It was one of those adventure books that caught the imagination of an eleven or twelve year old boy. The heroes, teenage boys themselves, sought safety and refuge deep in the heart of an English forest. The story never suggested where the forest might be, but the boys are assisted by a charcoal maker who lives a self-sufficient life, his home a shack in a clearing.
The title had long gone from the memory and searches for the book on the Internet with such scant details had proved a futile exercise. Extraordinarily, the scant details were sufficient for a colleague to identify the book as Brendon Chase by Denys Watkins-Pitchford, which, it seems, was made into a television serial in the 1980s.
The plot was probably fairly thin, the attraction was not any storyline, but in the descriptions of the boys learning how to survive. It seemed possible that such a story might be so, that it was within the bounds of imagination that a pair of teenage boys might learn self-sufficiency.
Isolation and survival have remained matters of fascination since reading the pages of that book.
Is it possible to really hide anywhere, now?
Perhaps in remote, sparsely populated countries it might still be feasible to disappear, for a time at least, but a stranger would be conspicuous in communities with few visitors and food and shelter would be difficult to find in an unfamiliar environment. In most of Western Europe, it is hard to imagine it would be possible for someone to live somewhere for more than a few days before being noticed. Like hiding a pebble on a beach, it is much easier for a person to disappear among the crowds of a city than deep in rural areas. Perhaps the boys would have been better advised to have lurked in the streets of London than have gone into the depths of a forest.
Surviving by living off the land now seems a prospect even more remote than being able to disappear. Even a cut in the electricity supply leaves most of us adrift and not knowing how to cope; the suggestion that we might go deep into a forest, with nothing more than the clothes we wear and a pen knife in our pocket, and become self-sufficient for a prolonged period, would seem laughable. If you were like me, survival would probably depend upon seizing fruit from greengrocers’ stalls and pints of milk from doorsteps rather than snaring, skinning and cooking rabbits.
Yet, despite the improbability of isolation or survival, they remain intriguing prospects.
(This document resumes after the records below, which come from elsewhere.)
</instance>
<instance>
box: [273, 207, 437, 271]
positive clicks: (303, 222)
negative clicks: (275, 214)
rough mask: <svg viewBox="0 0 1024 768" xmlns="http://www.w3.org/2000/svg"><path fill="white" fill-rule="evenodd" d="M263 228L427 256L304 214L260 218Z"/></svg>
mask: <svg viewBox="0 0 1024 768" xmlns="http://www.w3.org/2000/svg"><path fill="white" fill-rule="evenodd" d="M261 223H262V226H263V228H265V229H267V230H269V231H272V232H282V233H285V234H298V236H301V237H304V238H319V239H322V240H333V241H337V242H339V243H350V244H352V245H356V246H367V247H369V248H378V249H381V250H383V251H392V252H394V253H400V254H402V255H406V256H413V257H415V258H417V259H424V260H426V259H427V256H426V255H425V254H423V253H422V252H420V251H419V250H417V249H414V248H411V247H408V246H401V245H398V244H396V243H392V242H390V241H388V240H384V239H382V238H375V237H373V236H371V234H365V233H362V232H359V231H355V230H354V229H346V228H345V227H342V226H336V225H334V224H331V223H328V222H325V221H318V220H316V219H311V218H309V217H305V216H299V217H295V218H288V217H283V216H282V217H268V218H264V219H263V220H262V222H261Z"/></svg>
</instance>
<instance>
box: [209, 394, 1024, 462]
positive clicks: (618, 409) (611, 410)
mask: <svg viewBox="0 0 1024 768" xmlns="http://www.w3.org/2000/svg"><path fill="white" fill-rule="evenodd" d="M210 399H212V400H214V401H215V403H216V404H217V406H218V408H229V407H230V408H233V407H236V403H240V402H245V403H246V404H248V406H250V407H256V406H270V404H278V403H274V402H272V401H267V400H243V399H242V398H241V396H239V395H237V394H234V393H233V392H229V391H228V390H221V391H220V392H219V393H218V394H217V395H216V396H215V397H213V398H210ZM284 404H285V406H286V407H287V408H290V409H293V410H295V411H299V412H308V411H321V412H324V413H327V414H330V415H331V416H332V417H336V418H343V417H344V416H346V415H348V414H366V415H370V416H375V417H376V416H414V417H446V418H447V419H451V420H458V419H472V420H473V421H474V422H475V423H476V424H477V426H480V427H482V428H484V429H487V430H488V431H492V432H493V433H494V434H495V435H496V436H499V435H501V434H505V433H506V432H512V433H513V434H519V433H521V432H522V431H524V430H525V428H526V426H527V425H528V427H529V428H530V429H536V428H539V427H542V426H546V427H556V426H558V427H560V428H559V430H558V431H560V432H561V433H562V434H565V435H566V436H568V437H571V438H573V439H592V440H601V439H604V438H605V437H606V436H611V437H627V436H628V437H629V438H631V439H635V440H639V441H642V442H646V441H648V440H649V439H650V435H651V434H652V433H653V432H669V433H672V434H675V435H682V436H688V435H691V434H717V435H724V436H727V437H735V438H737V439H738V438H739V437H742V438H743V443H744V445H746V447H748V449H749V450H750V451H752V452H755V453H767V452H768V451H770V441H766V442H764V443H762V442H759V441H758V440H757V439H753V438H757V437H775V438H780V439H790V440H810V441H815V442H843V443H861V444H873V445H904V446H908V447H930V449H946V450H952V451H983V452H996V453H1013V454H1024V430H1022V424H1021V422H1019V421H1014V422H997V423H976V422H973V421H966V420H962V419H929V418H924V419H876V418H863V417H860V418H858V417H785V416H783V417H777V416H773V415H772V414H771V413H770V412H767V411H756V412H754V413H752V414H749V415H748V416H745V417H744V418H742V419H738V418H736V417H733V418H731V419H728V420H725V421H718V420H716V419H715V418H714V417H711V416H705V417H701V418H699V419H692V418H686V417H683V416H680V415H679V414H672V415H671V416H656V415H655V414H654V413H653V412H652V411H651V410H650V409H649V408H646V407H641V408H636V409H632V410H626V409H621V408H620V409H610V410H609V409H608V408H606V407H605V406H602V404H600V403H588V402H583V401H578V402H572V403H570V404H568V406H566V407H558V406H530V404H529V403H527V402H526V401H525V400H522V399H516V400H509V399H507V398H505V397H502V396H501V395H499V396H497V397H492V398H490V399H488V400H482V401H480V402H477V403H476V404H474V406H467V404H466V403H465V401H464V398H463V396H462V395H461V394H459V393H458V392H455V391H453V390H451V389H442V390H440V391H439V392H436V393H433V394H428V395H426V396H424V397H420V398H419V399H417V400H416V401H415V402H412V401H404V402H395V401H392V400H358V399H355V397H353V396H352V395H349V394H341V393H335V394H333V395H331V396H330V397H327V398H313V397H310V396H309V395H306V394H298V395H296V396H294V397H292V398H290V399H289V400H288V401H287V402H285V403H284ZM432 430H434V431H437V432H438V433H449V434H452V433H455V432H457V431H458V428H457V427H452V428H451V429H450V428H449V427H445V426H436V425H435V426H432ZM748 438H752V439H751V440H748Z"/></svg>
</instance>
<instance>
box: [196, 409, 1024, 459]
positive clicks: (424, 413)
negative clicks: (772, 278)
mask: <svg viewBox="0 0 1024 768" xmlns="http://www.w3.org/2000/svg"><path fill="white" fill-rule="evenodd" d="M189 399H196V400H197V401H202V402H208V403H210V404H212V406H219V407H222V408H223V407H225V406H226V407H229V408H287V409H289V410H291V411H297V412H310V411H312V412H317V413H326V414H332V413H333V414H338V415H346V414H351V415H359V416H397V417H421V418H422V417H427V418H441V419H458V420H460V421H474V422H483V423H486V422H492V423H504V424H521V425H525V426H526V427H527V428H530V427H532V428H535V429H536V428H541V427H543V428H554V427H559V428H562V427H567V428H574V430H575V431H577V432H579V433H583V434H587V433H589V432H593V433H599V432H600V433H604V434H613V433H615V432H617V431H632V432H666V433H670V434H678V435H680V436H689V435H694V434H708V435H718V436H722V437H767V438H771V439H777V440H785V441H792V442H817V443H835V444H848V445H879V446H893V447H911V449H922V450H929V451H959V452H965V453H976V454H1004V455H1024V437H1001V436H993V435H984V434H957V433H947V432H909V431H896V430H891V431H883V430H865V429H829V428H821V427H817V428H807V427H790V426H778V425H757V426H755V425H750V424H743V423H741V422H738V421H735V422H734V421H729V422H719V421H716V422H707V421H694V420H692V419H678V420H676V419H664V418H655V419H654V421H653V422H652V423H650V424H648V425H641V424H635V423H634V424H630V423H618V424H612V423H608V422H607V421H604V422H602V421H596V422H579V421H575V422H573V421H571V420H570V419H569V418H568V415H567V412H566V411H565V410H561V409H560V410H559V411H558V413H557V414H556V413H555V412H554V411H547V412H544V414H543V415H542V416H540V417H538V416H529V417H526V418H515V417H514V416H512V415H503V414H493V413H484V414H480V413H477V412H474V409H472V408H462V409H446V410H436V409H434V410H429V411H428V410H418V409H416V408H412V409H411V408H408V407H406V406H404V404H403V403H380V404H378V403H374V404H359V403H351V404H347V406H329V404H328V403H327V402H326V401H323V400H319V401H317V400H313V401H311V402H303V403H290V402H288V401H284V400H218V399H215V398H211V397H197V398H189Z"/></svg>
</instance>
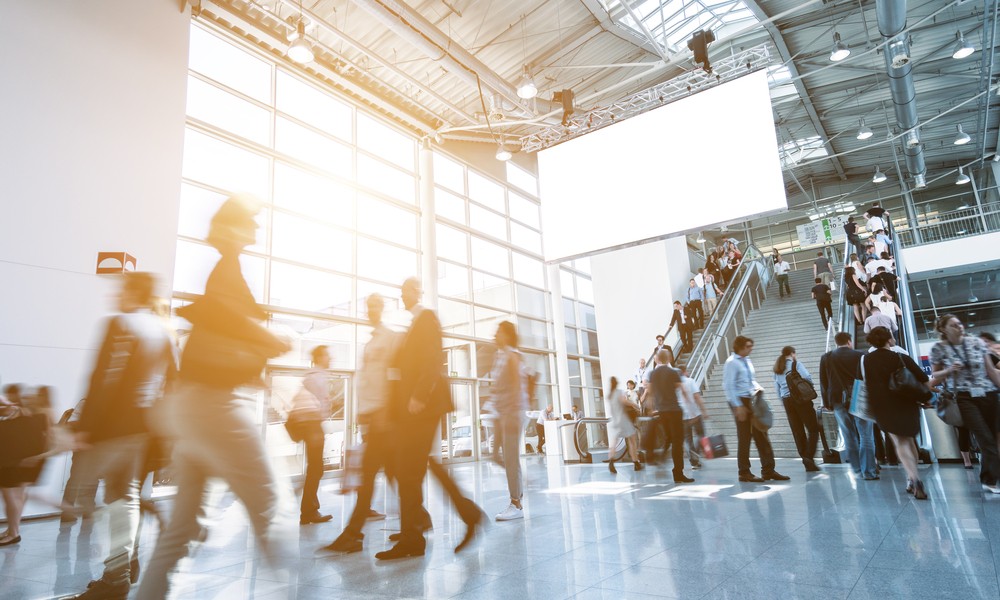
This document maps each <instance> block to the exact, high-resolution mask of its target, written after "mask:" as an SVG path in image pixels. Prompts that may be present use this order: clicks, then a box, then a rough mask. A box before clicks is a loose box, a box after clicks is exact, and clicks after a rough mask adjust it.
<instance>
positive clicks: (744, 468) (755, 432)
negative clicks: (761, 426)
mask: <svg viewBox="0 0 1000 600" xmlns="http://www.w3.org/2000/svg"><path fill="white" fill-rule="evenodd" d="M740 401H742V402H743V406H745V407H746V409H747V410H748V411H749V410H750V398H740ZM751 412H752V411H751ZM733 418H736V410H735V409H733ZM752 420H753V419H752V418H750V417H749V416H748V417H747V419H746V421H740V420H739V419H736V465H737V468H739V470H740V475H744V474H747V473H749V472H750V440H751V439H753V443H754V445H755V446H757V455H758V456H759V457H760V468H761V471H763V472H764V473H769V472H771V471H774V450H773V449H772V448H771V438H769V437H768V436H767V432H766V431H761V430H760V429H757V428H756V427H754V426H753V425H751V423H750V422H751V421H752Z"/></svg>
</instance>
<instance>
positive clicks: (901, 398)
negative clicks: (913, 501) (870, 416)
mask: <svg viewBox="0 0 1000 600" xmlns="http://www.w3.org/2000/svg"><path fill="white" fill-rule="evenodd" d="M865 339H866V340H867V341H868V343H869V344H871V345H872V347H874V348H875V350H873V351H872V352H870V353H869V354H867V355H866V356H864V357H863V358H862V369H863V372H864V375H863V379H864V381H865V385H866V387H867V388H868V404H869V407H870V409H871V412H872V414H873V416H874V417H875V421H876V422H877V423H878V426H879V428H880V429H881V430H882V431H884V432H886V433H888V434H889V435H891V436H892V441H893V443H894V444H895V445H896V453H897V454H898V455H899V462H900V463H901V464H902V465H903V469H905V470H906V476H907V478H908V481H907V485H906V491H907V493H911V494H913V497H914V498H916V499H917V500H926V499H927V491H926V490H925V489H924V483H923V482H922V481H920V473H919V472H918V471H917V444H916V440H915V438H916V437H917V433H919V432H920V406H921V405H920V404H919V403H918V401H916V400H915V399H914V398H913V396H912V395H911V394H910V393H908V392H907V391H904V390H900V389H892V388H893V387H894V386H895V383H893V380H894V379H896V380H898V379H899V374H898V373H897V372H898V371H900V370H901V369H903V370H905V371H907V372H908V373H909V374H911V375H912V376H913V379H915V380H916V381H918V382H920V383H923V384H925V386H926V387H927V388H928V390H927V393H928V395H929V394H930V381H929V378H928V377H927V374H926V373H924V371H923V369H921V368H920V367H919V366H918V365H917V363H915V362H913V359H912V358H910V356H909V355H908V354H900V353H899V352H893V351H892V350H891V347H892V334H891V333H890V332H889V330H888V329H887V328H885V327H875V328H874V329H872V330H871V332H870V333H869V334H868V337H867V338H865ZM859 378H862V377H861V376H860V373H859Z"/></svg>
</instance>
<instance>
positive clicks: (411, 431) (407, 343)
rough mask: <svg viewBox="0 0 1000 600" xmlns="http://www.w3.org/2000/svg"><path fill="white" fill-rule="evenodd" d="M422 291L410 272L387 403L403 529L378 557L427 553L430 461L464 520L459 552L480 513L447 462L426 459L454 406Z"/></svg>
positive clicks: (439, 342)
mask: <svg viewBox="0 0 1000 600" xmlns="http://www.w3.org/2000/svg"><path fill="white" fill-rule="evenodd" d="M421 295H423V287H422V286H421V284H420V280H419V279H416V278H413V277H411V278H410V279H407V280H406V281H405V282H403V288H402V293H401V296H402V299H403V306H404V308H406V310H408V311H410V312H411V313H412V314H413V322H412V323H411V325H410V329H409V331H407V332H406V335H405V336H404V337H403V340H402V342H401V343H400V347H399V351H398V352H397V353H396V355H395V357H394V360H393V361H392V363H391V365H390V369H392V370H391V371H390V373H392V374H393V375H391V377H393V381H392V388H391V400H390V404H389V410H390V415H391V419H392V420H393V422H394V426H395V428H396V431H395V434H394V437H395V439H396V440H397V441H396V448H395V457H394V463H395V469H394V472H395V474H396V481H397V484H398V487H399V511H400V525H401V531H400V533H399V535H398V536H397V538H396V542H397V543H396V545H395V546H393V547H392V548H390V549H388V550H384V551H382V552H378V553H376V554H375V558H377V559H380V560H394V559H398V558H407V557H411V556H423V554H424V552H425V549H426V546H427V540H426V539H424V535H423V532H424V529H425V527H426V522H427V511H426V509H424V494H423V483H424V478H425V477H426V475H427V469H428V461H429V462H430V468H431V470H432V471H434V475H435V477H437V479H438V480H439V481H440V482H441V484H442V486H444V487H445V490H446V491H447V492H448V495H449V497H450V498H451V500H452V503H454V504H455V506H456V508H457V509H458V512H459V515H460V516H461V518H462V520H463V521H464V522H465V524H466V532H465V536H464V537H463V538H462V541H461V542H459V544H458V546H456V547H455V552H459V551H461V550H462V549H464V548H465V547H466V546H468V544H469V543H470V542H471V541H472V539H473V537H474V536H475V532H476V528H477V527H478V526H479V524H480V522H481V518H482V517H481V515H482V511H481V510H480V509H479V507H478V506H476V504H475V503H474V502H472V500H469V499H468V498H465V497H463V496H462V495H461V494H459V493H458V486H457V485H455V482H454V480H453V479H452V478H451V476H450V475H449V474H448V472H447V471H446V470H445V469H444V467H443V466H441V464H440V463H438V462H437V461H436V460H434V459H433V458H430V459H429V458H428V457H429V456H430V453H431V450H432V448H433V443H434V432H435V430H436V429H437V427H438V424H439V423H440V421H441V417H442V416H443V415H445V414H447V413H449V412H451V411H452V410H454V408H455V406H454V404H453V403H452V398H451V385H450V384H449V382H448V379H447V377H446V376H445V374H444V371H443V369H442V366H441V365H442V356H443V354H444V350H443V348H442V338H441V323H440V321H438V318H437V315H436V314H434V311H432V310H430V309H427V308H424V307H423V306H422V305H421V304H420V297H421Z"/></svg>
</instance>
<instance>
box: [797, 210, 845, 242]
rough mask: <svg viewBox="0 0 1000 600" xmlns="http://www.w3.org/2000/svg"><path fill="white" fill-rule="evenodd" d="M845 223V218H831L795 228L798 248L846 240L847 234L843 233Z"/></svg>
mask: <svg viewBox="0 0 1000 600" xmlns="http://www.w3.org/2000/svg"><path fill="white" fill-rule="evenodd" d="M845 223H847V217H842V216H833V217H828V218H826V219H817V220H816V221H813V222H812V223H806V224H805V225H798V226H796V227H795V231H796V233H797V234H798V236H799V247H800V248H808V247H809V246H821V245H824V244H829V243H832V242H840V241H843V240H845V239H847V234H846V233H845V232H844V224H845Z"/></svg>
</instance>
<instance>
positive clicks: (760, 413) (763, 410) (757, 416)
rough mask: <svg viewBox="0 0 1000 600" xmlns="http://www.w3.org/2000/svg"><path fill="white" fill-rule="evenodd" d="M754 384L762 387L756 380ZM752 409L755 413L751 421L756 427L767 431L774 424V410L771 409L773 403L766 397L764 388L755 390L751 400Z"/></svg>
mask: <svg viewBox="0 0 1000 600" xmlns="http://www.w3.org/2000/svg"><path fill="white" fill-rule="evenodd" d="M754 384H755V385H756V386H757V387H758V388H759V387H760V384H757V383H756V382H754ZM750 411H751V412H752V413H753V417H752V418H751V419H750V423H751V425H753V426H754V427H755V428H756V429H759V430H760V431H767V430H768V429H770V428H771V427H772V426H773V425H774V412H773V411H772V410H771V405H770V404H768V403H767V400H765V399H764V390H763V389H758V390H756V391H755V392H754V395H753V398H752V399H751V400H750Z"/></svg>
Of course, in imagination, I am not a sedentary, unfit 60 year old, but someone much younger, someone much more athletic, someone much more resourceful.
You must take a shovel.
As a lad I used to wonder about the toilet habits of Robin Hood, Swiss Family Robinson, Bilbo Baggins, etc. Like with royalty, it never seemed to happen.
When we went on annual Scout camp, which was in real countryside, the first task after pitching tents was dig the latrine. All cut surface turf carefully put aside for later replacement, then a deep narrow trench dug, with plank suspended above it.
After that the fire pit with cooking shelter. Turf again put to one side.
When we left, apart from areas of rather pale grass, you would not know that we had been there.
The turf would have quickly greened up with all that fertiliser beneath it!